Setting aside whether I should proceed or not, because that is best discussed on the flag and the main scale identifiers generally follow whatever is on ScaleNet, I’m wondering about the most efficient way.
One idea is
start by moving all but the first 60 species to other genera with manual swaps
then I could merge “with children” everything remaining into Acanthococcus
since the majority of species “belong” there it would save me a lot of name changes
and, theoretically, the majority of genus level IDs correspond to these species anyways (as opposed to the new, narrower definition of Eriococcus that would result from these changes).
The main issue with that plan is the 5 species of “true” Eriococcus that would need a temporary home (I could temporarily park them at family level?) while I deconstruct the current version of that genus.
Create any of the genera that don’t already exist.
Use caution conducting any operations “with children.” Be sure that every single “child” will end up with the right name with the correctly gendered termination before you do it.
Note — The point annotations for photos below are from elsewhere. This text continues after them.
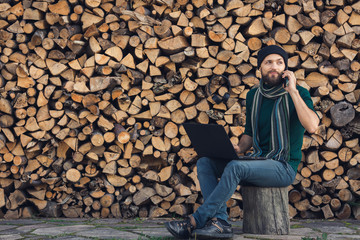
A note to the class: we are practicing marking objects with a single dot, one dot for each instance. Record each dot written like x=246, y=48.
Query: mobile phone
x=286, y=81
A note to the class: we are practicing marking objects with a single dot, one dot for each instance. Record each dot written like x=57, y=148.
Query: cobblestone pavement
x=141, y=229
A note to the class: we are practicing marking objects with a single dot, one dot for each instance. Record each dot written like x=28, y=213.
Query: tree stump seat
x=266, y=210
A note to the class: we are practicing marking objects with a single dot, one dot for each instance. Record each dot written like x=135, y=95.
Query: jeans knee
x=234, y=167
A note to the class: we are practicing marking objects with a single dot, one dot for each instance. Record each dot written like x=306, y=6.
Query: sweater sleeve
x=249, y=101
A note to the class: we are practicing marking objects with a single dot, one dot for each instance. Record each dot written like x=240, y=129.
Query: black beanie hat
x=272, y=49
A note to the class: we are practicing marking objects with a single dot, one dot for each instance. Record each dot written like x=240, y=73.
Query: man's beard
x=272, y=80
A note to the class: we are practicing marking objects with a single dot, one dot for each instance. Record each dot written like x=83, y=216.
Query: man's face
x=272, y=68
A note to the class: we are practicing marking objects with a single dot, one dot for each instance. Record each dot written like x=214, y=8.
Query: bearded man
x=277, y=114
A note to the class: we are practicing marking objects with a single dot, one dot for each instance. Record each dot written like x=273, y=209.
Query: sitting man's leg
x=208, y=173
x=263, y=173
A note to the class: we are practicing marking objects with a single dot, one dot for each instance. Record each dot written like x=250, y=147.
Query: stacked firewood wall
x=94, y=94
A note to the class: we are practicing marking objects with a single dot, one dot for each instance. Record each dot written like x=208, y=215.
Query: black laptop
x=211, y=140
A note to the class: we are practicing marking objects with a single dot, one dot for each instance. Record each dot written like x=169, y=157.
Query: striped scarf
x=280, y=122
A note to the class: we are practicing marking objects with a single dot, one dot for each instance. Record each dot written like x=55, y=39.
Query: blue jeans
x=262, y=173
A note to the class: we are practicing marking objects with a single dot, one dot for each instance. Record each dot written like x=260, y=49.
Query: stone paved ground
x=141, y=229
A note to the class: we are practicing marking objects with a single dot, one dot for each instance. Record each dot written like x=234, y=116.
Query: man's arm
x=245, y=144
x=308, y=118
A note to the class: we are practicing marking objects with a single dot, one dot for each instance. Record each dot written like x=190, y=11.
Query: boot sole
x=213, y=236
x=173, y=232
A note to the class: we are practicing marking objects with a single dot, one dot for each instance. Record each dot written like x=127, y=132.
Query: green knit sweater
x=296, y=129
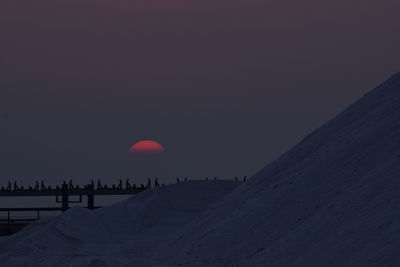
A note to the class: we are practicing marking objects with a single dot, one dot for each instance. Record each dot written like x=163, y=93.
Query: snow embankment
x=333, y=200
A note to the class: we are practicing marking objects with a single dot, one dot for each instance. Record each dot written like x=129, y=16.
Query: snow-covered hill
x=124, y=234
x=333, y=200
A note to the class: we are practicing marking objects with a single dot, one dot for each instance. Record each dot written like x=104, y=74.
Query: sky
x=224, y=86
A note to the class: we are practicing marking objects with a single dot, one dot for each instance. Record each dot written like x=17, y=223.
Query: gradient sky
x=225, y=85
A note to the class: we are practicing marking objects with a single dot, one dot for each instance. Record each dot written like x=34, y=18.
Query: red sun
x=146, y=147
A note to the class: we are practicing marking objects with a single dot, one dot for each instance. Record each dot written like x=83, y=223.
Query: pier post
x=64, y=198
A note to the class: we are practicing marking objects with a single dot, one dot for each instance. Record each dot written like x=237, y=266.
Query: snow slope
x=124, y=234
x=332, y=200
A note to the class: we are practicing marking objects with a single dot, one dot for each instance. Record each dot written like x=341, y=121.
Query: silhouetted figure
x=99, y=186
x=71, y=185
x=42, y=186
x=127, y=184
x=16, y=188
x=36, y=188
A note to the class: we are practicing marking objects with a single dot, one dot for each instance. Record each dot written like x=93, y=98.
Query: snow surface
x=332, y=200
x=124, y=234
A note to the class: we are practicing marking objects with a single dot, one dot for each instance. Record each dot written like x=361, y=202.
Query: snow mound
x=124, y=234
x=332, y=200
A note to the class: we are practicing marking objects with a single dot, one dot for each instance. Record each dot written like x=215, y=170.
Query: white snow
x=124, y=234
x=332, y=200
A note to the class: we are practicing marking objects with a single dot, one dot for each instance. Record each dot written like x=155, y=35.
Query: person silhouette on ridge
x=99, y=186
x=127, y=184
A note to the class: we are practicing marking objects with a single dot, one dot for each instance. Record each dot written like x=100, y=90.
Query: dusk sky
x=224, y=86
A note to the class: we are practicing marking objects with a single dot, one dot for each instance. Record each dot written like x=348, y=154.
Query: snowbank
x=333, y=200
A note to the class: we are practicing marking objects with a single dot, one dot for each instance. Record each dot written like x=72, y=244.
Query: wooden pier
x=10, y=224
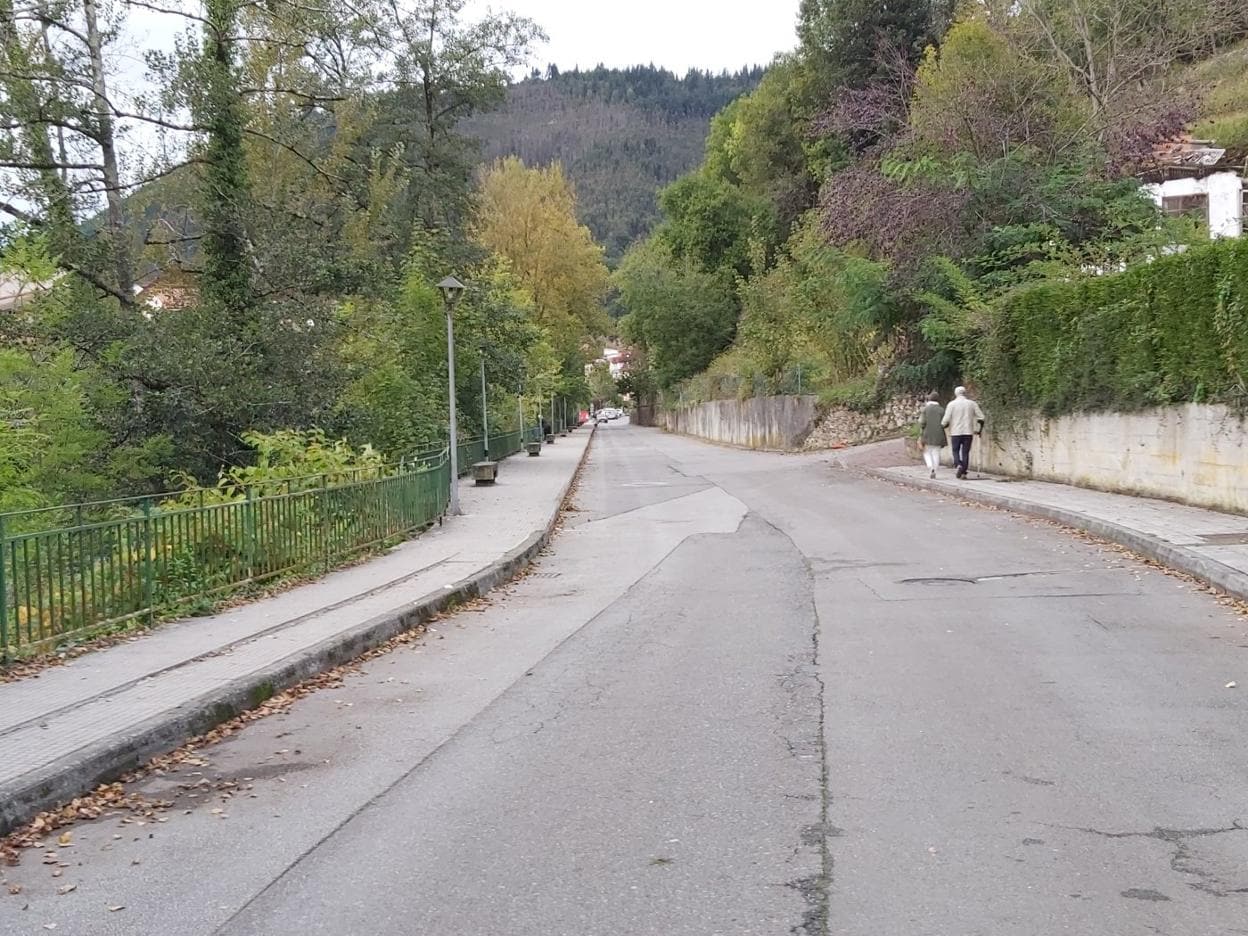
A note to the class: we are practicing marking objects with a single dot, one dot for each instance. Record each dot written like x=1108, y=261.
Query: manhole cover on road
x=1226, y=538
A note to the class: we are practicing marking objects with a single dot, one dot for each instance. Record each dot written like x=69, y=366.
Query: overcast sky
x=674, y=34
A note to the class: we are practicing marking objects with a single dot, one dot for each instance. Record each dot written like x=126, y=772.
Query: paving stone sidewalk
x=107, y=711
x=1208, y=544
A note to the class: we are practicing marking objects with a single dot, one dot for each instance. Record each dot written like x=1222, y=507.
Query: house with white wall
x=1194, y=177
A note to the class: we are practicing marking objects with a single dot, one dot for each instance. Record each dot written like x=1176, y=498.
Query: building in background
x=1194, y=177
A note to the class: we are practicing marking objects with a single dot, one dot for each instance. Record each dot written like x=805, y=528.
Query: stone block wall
x=1194, y=453
x=790, y=423
x=839, y=427
x=763, y=422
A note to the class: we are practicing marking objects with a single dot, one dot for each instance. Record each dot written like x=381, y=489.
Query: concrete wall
x=839, y=427
x=761, y=422
x=1194, y=453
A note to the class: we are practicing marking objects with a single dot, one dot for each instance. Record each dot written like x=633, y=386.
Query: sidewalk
x=109, y=711
x=1211, y=546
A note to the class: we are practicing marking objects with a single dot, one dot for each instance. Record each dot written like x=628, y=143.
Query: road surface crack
x=1182, y=860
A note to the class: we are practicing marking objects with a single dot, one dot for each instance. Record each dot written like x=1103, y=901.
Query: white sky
x=673, y=34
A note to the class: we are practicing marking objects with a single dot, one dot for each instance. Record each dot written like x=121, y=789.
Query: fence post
x=149, y=568
x=325, y=521
x=5, y=657
x=248, y=531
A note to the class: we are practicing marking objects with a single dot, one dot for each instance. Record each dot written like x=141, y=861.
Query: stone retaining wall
x=1194, y=453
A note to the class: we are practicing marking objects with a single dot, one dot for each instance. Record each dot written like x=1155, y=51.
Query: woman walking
x=932, y=432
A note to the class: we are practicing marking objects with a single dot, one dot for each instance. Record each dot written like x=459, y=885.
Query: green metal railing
x=142, y=558
x=71, y=570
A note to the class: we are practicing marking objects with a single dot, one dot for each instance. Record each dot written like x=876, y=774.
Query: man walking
x=964, y=421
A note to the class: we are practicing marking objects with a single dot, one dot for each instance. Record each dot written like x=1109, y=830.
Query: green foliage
x=816, y=305
x=683, y=315
x=711, y=222
x=224, y=189
x=974, y=95
x=283, y=462
x=623, y=134
x=841, y=38
x=1172, y=331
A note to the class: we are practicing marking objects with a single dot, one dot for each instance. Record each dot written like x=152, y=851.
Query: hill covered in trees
x=929, y=192
x=620, y=134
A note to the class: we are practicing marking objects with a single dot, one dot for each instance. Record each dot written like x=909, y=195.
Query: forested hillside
x=310, y=190
x=620, y=134
x=927, y=192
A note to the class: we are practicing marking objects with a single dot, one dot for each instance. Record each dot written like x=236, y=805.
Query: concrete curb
x=104, y=761
x=1223, y=578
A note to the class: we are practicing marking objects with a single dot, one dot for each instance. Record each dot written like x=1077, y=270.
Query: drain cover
x=1226, y=538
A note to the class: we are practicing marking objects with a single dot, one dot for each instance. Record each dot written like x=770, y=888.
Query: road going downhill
x=743, y=694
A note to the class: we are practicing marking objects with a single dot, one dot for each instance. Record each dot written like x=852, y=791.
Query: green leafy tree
x=683, y=316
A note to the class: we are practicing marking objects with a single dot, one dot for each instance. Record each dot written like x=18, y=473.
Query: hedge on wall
x=1172, y=331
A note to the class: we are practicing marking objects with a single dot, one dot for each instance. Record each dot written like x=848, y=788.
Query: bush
x=1171, y=331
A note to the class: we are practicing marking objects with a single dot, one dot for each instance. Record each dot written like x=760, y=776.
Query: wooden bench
x=484, y=472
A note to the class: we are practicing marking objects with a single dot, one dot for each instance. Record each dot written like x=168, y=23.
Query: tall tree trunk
x=25, y=100
x=119, y=230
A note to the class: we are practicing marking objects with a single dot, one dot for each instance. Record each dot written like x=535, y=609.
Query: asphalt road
x=741, y=694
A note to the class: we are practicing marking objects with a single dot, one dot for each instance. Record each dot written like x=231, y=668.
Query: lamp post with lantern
x=452, y=290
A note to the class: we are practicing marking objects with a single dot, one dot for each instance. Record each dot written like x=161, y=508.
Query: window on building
x=1187, y=206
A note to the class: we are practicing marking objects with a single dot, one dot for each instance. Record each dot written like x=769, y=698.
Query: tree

For some children, a different name may have priority in its new genus.
Otherwise, where including children doesn’t work, manually swap taxa to their new locations, from lower ranks to higher ranks (e.g., subspecies first, then species).
Do an atlased split of genus Eriococcus (without children, and with Eriococcus included as one of the output genera) to deal with the Genus-level identifications. Genus-level IDs may get bumped to the next common ancestor, but IDs of the remaining Eriococcus species or subspecies shouldn’t be affected.
I think that’s the most workable process, but I’m sure other curators will chime in if I’ve missed any good shortcuts.
Great! Step 1 complete. As for Step 2, I checked already in the ScaleNet catalogue and made notes of them.
Interesting is that a non-zero number of species existed as separate, active iNat taxa in 2 different genera in this family when I started curating tonight. Makes me wonder how prevalent that is site-wide.
I’ve encountered this too, especially in groups that haven’t had curator attention for a long time. Some things that would be swaps may turn into merges instead.